Lawmakers also joined in the chorus. “Abortion care IS health care. It was so before this. And it will remain so after this,” wrote Rep. Cori Bush (D-Missouri). “We don’t care what a far-right extremist Supreme Court that is in a crisis of legitimacy says. Your racist, sexist, classist ruling won’t stop us from accessing the care we need.”
The decision, written by Justice Alito, is riddled with anti-abortion talking points, including the viewpoint that, because the Constitution doesn’t directly discuss abortion, it is not a protected right.
“The Constitution makes no reference to abortion, and no such right is implicitly protected by any constitutional provision,” Alito wrote.
In his written opinion, Alito rejected arguments that the Due Process Clause of the 14th Amendment of the Constitution could be cited to protect a person’s right to an abortion. But while he promised within his opinion that the precedent being set on Friday wouldn’t upset other important cases, Justice Clarence Thomas disagreed, writing his own concurring opinion on the case at hand in which he complained that the Court didn’t go far enough — a sentiment that many progressives had warned about in the run-up to the Court’s decision.

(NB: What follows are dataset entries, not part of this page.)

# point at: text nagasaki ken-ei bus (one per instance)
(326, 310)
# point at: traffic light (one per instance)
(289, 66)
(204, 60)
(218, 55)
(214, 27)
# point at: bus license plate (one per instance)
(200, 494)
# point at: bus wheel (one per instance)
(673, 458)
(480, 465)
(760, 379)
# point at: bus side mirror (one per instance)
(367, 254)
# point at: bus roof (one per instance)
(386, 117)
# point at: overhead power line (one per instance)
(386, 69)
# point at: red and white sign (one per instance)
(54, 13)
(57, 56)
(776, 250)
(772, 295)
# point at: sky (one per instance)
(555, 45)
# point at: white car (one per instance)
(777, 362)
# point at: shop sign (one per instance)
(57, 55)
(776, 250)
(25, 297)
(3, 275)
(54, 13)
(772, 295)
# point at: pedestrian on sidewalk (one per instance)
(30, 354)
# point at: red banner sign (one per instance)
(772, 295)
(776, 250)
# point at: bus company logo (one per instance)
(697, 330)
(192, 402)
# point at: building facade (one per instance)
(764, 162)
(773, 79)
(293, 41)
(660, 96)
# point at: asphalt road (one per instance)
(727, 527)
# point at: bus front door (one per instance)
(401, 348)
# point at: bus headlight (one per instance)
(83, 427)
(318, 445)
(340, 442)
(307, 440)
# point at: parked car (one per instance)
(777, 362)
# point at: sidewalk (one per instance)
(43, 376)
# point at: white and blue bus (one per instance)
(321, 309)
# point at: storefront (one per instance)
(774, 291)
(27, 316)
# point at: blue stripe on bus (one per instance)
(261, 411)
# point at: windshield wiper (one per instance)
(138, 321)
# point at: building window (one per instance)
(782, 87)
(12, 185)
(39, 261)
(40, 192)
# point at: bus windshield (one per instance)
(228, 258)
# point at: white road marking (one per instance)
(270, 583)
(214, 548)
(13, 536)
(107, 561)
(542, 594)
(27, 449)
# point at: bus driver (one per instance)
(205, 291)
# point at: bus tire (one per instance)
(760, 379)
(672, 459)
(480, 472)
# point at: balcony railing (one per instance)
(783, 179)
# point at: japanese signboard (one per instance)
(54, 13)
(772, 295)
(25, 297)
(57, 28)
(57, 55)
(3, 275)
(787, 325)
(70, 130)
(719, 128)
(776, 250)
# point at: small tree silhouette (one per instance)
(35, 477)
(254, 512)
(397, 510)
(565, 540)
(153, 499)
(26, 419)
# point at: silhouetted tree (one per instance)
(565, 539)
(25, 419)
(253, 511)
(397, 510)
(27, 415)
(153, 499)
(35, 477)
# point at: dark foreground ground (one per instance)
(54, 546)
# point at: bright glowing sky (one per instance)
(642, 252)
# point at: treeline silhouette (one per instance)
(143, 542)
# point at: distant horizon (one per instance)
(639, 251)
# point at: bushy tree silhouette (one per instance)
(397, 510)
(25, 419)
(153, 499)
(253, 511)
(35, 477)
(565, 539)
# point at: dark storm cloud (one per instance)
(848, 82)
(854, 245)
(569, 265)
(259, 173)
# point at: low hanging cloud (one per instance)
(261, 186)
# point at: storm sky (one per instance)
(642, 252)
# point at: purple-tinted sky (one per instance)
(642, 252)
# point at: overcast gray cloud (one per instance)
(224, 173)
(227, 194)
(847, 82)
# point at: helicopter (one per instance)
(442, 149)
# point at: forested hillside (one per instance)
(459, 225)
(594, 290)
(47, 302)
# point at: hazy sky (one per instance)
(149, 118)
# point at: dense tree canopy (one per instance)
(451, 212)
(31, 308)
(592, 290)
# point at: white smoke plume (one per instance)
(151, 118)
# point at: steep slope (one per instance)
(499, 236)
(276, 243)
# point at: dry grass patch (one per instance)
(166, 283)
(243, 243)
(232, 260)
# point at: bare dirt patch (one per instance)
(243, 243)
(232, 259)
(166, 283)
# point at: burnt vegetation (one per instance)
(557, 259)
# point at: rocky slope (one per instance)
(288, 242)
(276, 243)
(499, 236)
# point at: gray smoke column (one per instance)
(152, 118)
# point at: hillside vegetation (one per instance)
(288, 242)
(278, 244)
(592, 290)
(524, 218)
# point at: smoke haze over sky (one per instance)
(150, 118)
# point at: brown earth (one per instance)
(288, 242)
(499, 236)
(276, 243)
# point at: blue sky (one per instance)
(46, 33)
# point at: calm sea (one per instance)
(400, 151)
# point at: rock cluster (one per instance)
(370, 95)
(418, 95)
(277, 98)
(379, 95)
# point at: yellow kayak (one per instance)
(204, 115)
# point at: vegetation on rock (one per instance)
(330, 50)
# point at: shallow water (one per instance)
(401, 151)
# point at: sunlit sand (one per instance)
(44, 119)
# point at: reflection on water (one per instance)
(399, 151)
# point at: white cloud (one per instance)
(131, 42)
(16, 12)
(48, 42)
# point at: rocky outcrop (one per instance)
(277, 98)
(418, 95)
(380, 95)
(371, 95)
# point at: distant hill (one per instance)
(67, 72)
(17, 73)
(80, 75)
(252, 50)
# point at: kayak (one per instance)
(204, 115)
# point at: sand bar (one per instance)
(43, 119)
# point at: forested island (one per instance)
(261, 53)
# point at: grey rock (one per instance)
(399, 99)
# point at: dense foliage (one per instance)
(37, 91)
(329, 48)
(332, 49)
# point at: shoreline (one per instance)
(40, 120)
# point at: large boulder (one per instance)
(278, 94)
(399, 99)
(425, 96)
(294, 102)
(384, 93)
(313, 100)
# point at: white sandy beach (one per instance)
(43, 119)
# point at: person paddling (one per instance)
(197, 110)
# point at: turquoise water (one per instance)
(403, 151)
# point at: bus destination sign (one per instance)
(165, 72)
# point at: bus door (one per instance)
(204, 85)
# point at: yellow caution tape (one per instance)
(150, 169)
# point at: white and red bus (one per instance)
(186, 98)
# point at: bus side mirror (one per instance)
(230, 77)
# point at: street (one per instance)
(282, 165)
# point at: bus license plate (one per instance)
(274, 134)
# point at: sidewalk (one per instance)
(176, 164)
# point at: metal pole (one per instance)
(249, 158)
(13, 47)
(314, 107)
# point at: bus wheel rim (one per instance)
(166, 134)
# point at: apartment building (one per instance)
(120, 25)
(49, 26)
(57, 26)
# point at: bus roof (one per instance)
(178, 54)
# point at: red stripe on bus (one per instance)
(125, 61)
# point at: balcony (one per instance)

The Court “declines to disturb substantive due process jurisprudence generally or the doctrine’s application in other, specific contexts,” Thomas wrote, citing specific cases like Griswold v. Connecticut (the right to contraceptives), Lawrence v. Texas (the right of adults to have consensual sexual relationships) and Obergefell v. Hodges (the federal recognition of same-sex marriages).
“In future cases, we should reconsider all of this Court’s substantive due process precedents, including Griswold, Lawrence, and Obergefell,” Thomas wrote, claiming that the majority’s opinion today required the Court to “correct” those precedents to be more in-line with his and others’ conservative viewpoints.
The dissenting opinion, meanwhile, written jointly by Justices Sonia Sotomayor, Elena Kagan and Stephen Breyer, noted that a number of “draconian restrictions” already established in several states could become much worse in the future, given the conservative bloc’s newly imposed standards on abortion.
“Some States will not stop” with criminalizing abortion, the justices said. “Perhaps, in the wake of today’s decision, a state law will criminalize the woman’s conduct too, incarcerating or fining her for daring to seek or obtain an abortion. And as Texas has recently shown, a State can turn neighbor against neighbor, enlisting fellow citizens in the effort to root out anyone who tries to get an abortion, or to assist another in doing so.”
“Most threatening of all,” the dissenting justices said, “no language in today’s decision stops the Federal Government from prohibiting abortions nationwide, once again from the moment of conception and without exceptions for rape or incest.”
Indeed, far right politicians reacting to Friday’s ruling have already called for such measures — including former Vice President Mike Pence, who issued a statement demanding the end of abortion protections “in every state in the land.”